JSONBench tests JSON-heavy analytical workloads using 1B Bluesky events (ndjson). Upstream supports four scales (1m, 10m, 100m, 1000m). The pg_deltax harness extends the upstream PostgreSQL schema with a top-level ts TIMESTAMPTZ column extracted from data->>'time_us' so pg_deltax can partition and order on it; the JSONB payload otherwise stays untouched. EC2-only (no Docker variant). Queries live in jsonbench/queries.sql (one per line, 5 total — index from 0).

# First-time setup on m6i.8xlarge (JSONBench reference machine)
make -C jsonbench setup EC2=<ip>                # SCALE=100 default (100m rows)
make -C jsonbench setup EC2=<ip> SCALE=1        # 1m smoke test
make -C jsonbench setup EC2=<ip> SCALE=1000     # full 1B rows (hours)

# Iterating
make -C jsonbench deploy EC2=<ip>               # rsync source, recompile, restart PG
make -C jsonbench bench EC2=<ip>                # run all 5 queries (3x each), download results

# Investigating specific queries (Q=0..4)
make -C jsonbench query EC2=<ip> Q=2
make -C jsonbench query-cold EC2=<ip> Q=2

# Ad-hoc
make -C jsonbench sql EC2=<ip> SQL="SELECT count(*) FROM bluesky"
make -C jsonbench psql EC2=<ip>

Results land in jsonbench/results/pg_deltax.json and are archived by timestamp+commit in jsonbench/results/history/. If JSONBENCH_DIR (default /Users/tsg/src/JSONBench) exists, make bench also copies the result to <JSONBENCH_DIR>/pg_deltax/results/m6i.8xlarge_bluesky_<scale>.json, runs the upstream generate-results.sh, and opens <JSONBENCH_DIR>/index.html in the browser (same model as clickbench).

Schema caveat: the extracted ts column and absence of upstream's functional B-tree index mean pg_deltax results aren't a strict apples-to-apples comparison with the upstream postgresql/ JSONBench numbers — pg_deltax relies on segment-level minmax pruning over the sort key instead. Qualify any side-by-side comparisons with this.

If you need to reference pgrx source code, it is in ~/src/pgrx. If you need to reference the postgres source code, is in ~/src/postgres. Use the source there, it's much faster than looking into the docker images. Remember that ClickBench queries are counted starting with 0.

Architecture

You can find some design docs under ./dev/docs:

  • ARCHITECTURE.md - high level architecture.
  • COLUMNAR_STORAGE.md - how the data is organized in PG tables.
  • PERF_IMPROVEMENTS.md - a long list of performance optimizations we applied.

Data Flow

  1. User calls deltax_create_table('my_table', 'ts_column') → table is converted to PARTITION BY RANGE, initial partitions created, metadata registered in catalog.
  2. Inserts go to the parent table; PostgreSQL routes to the correct partition. Out-of-range data lands in the default partition.
  3. Background worker (every 60s) drains the default partition into proper partitions and pre-creates future partitions.

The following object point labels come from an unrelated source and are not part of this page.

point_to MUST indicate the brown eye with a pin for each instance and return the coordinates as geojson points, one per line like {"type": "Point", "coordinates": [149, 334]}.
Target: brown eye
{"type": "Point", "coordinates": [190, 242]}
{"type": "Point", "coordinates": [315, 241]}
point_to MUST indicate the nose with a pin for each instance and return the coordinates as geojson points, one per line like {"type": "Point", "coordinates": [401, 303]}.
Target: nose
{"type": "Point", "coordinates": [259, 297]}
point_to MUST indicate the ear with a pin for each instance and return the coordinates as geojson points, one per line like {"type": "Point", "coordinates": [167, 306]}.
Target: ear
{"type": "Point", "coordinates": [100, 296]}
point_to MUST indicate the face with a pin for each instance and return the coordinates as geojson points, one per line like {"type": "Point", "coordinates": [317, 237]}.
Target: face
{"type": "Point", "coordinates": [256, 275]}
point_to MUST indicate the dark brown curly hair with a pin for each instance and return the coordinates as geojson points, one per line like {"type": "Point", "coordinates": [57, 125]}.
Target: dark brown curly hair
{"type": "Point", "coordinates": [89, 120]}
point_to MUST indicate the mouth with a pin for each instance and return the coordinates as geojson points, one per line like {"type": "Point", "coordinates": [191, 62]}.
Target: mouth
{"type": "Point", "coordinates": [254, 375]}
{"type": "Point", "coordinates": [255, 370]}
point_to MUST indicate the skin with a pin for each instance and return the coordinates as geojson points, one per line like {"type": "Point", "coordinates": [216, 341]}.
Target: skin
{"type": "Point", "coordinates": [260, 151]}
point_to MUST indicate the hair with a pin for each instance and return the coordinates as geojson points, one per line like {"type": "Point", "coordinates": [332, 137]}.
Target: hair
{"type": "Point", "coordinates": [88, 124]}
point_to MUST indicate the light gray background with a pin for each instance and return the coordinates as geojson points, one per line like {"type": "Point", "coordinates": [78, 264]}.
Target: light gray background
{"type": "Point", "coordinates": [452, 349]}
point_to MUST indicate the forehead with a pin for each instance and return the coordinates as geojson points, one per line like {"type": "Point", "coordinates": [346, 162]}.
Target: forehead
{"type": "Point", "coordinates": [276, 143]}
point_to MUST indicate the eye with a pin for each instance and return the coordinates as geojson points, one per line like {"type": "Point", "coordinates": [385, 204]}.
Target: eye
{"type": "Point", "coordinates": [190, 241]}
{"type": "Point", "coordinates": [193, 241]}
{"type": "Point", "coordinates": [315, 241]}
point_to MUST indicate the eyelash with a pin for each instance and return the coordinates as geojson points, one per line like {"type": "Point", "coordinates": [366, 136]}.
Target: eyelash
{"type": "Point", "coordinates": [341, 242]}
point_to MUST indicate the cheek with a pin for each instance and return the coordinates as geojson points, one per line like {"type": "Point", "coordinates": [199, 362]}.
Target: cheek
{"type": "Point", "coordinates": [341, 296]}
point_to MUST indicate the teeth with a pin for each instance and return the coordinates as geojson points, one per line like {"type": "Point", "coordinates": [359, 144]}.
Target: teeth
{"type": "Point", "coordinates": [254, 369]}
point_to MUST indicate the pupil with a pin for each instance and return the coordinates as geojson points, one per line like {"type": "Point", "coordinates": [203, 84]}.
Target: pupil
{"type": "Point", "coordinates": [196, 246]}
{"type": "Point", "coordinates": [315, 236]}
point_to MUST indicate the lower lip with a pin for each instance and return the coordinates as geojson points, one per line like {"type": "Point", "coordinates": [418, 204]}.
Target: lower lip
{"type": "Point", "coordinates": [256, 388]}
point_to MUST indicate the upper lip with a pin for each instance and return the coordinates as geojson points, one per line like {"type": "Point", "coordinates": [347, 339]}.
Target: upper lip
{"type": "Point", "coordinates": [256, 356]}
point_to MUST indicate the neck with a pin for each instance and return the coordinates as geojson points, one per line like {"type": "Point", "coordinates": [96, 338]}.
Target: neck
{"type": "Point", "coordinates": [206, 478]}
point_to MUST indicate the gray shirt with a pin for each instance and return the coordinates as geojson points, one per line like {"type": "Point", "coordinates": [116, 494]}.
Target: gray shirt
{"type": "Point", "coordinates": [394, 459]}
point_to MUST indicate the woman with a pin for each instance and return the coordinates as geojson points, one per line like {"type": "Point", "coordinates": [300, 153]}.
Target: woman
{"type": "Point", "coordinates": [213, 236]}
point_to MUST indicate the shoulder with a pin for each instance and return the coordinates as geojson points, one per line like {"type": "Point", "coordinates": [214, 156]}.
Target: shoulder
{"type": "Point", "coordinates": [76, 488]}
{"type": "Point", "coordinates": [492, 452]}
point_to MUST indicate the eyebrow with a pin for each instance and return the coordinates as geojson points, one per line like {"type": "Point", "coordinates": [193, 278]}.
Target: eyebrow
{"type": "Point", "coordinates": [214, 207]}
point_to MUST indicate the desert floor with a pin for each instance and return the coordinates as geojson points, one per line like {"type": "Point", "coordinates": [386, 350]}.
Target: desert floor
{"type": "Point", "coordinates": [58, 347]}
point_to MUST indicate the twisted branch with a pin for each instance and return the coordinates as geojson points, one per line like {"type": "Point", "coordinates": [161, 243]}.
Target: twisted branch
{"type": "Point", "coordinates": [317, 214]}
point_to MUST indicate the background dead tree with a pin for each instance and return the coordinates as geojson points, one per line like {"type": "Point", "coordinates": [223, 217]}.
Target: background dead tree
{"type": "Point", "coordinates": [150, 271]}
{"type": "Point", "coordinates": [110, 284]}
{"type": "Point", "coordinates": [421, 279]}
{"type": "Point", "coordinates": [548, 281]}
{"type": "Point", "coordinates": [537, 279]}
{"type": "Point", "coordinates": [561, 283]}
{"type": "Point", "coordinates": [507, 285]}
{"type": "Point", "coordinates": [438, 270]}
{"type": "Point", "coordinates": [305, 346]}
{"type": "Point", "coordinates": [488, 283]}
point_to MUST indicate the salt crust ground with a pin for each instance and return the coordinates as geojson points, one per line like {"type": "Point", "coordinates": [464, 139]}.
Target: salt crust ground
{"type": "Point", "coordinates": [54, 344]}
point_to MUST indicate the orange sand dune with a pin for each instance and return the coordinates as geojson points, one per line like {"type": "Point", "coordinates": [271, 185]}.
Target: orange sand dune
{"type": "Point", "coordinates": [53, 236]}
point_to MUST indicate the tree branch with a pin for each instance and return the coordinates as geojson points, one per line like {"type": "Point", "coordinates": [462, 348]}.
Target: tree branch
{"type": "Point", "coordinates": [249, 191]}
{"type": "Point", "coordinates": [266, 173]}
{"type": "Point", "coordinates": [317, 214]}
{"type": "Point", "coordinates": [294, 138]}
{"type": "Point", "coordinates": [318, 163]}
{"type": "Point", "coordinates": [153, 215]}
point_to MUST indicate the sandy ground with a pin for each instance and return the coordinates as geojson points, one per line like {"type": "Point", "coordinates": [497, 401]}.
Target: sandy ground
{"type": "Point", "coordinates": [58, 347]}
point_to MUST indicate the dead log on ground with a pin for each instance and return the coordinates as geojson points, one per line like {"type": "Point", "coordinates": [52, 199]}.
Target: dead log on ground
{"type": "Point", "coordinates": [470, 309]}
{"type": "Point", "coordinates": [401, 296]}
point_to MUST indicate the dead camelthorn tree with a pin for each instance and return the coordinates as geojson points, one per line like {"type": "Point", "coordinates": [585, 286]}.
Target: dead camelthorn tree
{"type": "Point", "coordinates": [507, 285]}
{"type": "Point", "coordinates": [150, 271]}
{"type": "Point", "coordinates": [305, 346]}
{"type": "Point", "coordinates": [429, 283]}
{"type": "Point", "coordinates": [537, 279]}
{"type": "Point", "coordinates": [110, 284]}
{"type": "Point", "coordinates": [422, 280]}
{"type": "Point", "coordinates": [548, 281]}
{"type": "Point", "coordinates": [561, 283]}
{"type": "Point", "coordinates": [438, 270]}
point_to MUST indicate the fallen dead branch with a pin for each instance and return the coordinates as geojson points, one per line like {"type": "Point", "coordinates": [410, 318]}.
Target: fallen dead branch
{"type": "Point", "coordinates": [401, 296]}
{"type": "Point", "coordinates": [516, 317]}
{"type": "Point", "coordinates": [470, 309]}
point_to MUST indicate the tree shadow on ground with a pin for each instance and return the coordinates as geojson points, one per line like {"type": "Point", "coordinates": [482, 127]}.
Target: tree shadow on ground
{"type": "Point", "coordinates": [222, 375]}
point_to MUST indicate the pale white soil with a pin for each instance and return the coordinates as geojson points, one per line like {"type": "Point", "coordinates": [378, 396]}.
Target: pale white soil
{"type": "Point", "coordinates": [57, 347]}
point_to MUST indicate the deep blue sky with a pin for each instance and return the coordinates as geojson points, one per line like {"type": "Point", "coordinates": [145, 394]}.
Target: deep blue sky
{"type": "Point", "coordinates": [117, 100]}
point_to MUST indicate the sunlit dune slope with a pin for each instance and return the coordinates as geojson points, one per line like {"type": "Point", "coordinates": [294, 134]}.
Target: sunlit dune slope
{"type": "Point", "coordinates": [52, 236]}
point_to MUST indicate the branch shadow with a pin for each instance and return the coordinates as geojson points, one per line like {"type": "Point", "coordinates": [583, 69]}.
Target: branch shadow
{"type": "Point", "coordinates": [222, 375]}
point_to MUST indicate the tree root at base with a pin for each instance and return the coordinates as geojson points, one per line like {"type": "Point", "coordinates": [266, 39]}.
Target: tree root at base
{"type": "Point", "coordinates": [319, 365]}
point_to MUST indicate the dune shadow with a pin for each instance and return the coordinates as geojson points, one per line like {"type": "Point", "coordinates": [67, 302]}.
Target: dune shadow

Integration Tests (tests/)

Python-based (pytest + psycopg). Fixtures in conftest.py manage Docker container lifecycle and per-test database creation. The pg_deltax.mock_now GUC allows deterministic time-based testing. Test files: test_partitioning.py, test_functions.py, test_worker.py.

Unit Tests

Inline in Rust source files using #[pg_test] macros, run via pgrx test harness.

Unit, integration, and clippy are supposed to always be clean. Even if you suspect the failures/warnings are pre-existing, work on fixing them, rather than ignoring them.

Docker (docker/)

  • Dockerfile.dev — Development image with Rust toolchain and pgrx CLI.
  • Dockerfile — Multi-stage production image (compile → runtime with just PostgreSQL + extension).

Key Patterns

  • All database operations use pgrx's Spi abstraction (not raw SQL strings via Bash).
  • Timestamps are internally represented as epoch microseconds (i64).
  • Interval-to-microseconds conversion explicitly rejects month-based intervals.
  • The background worker requires shared_preload_libraries=pg_deltax and skips execution on replicas.